Hacker News new | ask | show | jobs
by WALoeIII 5097 days ago
You can't just put nodes in different regions, even with a database like MongoDB. It will work in theory, in practice you'll have all kinds of latency problems.

WAN replication is a hard problem and glossing over it by waving your hands is a disservice to readers.

"Real" solutions are to run a database that is tolerant of partitioning, and have application level code to resolve the inevitable conflicts. Riak, Cassandra and other Dynamo inspired projects offer this. On the other hand you can use a more consistent store and hide the latency with write-through caching (this is how Facebook does it with memcached + MySQL), but now you have application code that deals with managing this cache.

Either way you have to have very specific application code to handle these scenarios, and you may even run a combination of solutions for different types of data you need to store. There is no silver bullet, there is no framework or product that does it for you.

3 comments

Most of the current MongoDB drivers support routing read queries to the lowest latency replica set member - this solves part of the problem.
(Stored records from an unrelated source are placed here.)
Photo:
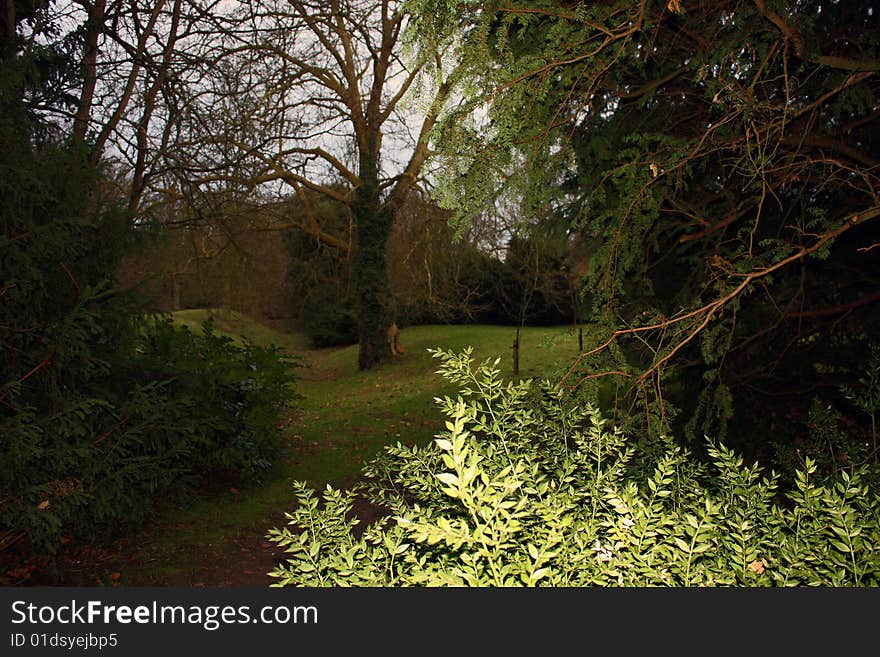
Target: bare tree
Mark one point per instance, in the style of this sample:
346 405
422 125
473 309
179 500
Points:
307 98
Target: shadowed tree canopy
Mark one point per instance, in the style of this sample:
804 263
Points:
722 160
307 97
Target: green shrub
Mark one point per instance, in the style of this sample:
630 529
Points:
232 394
172 409
524 489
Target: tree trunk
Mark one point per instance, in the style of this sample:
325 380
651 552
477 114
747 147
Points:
373 221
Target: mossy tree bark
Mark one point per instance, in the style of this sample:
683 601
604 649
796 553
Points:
373 222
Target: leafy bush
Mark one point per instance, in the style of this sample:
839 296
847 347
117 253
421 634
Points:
232 393
171 408
524 489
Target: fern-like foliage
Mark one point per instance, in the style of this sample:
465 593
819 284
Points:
522 489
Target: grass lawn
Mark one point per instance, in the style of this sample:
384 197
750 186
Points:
345 417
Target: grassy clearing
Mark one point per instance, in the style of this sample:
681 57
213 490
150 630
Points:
345 417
Choice of database when planning a project is a more fundamental problem, knowing what to use and why - is the trade off for Riak / Cassandra worth it over MongoDB or even MySQL? This people decide on a per-project basis and of course when starting don't always make the right longer term choice.

Running a multi-region Cassandra cluster is ill advised. Cassandra (and Dynamo databases in general) are quite chatty. I think Netflix has implemented some multi-region clusters. Other companies too I'm sure. But it will certainly give you heaps of new challenges (and heaping bandwidth bills.)
Your information is obsolete. Cassandra will only send a single copy of your updates cross-region, which will then be rereplicated within each region if necessary.
That's certainly good news. Appreciate the correction.
I agree wholeheartedly. HA is hard, a single blog post won't even halfway cover it.
HA isn't actually hard, but it does require some forethought and chosing some technologies which aren't neccesarily cool. However, I would submit that building HA capabilities into a cat photo sharing or microblogging site is sortof overkill, most people don't need it. Just take the hit and move on, people are getting more and more used to sites being down/failing and just retry later. As much as I hate to say it, I do think its fairly accurate.
You pose an interesting question that I want to see answered: do users of B2C sites actually care when the site is down? Does it decrease MAU? Your intuition is that it does not, but I'd love to see some data.
Agreed, this is just a rough guide to it :-)
A really rough guide. Rough enough that I thought of each of these points last night at 1 am while extremely groggy and trying to bring back the 7 or so instances we lost in the outage.

I guess it is a good play to get traffic to your site.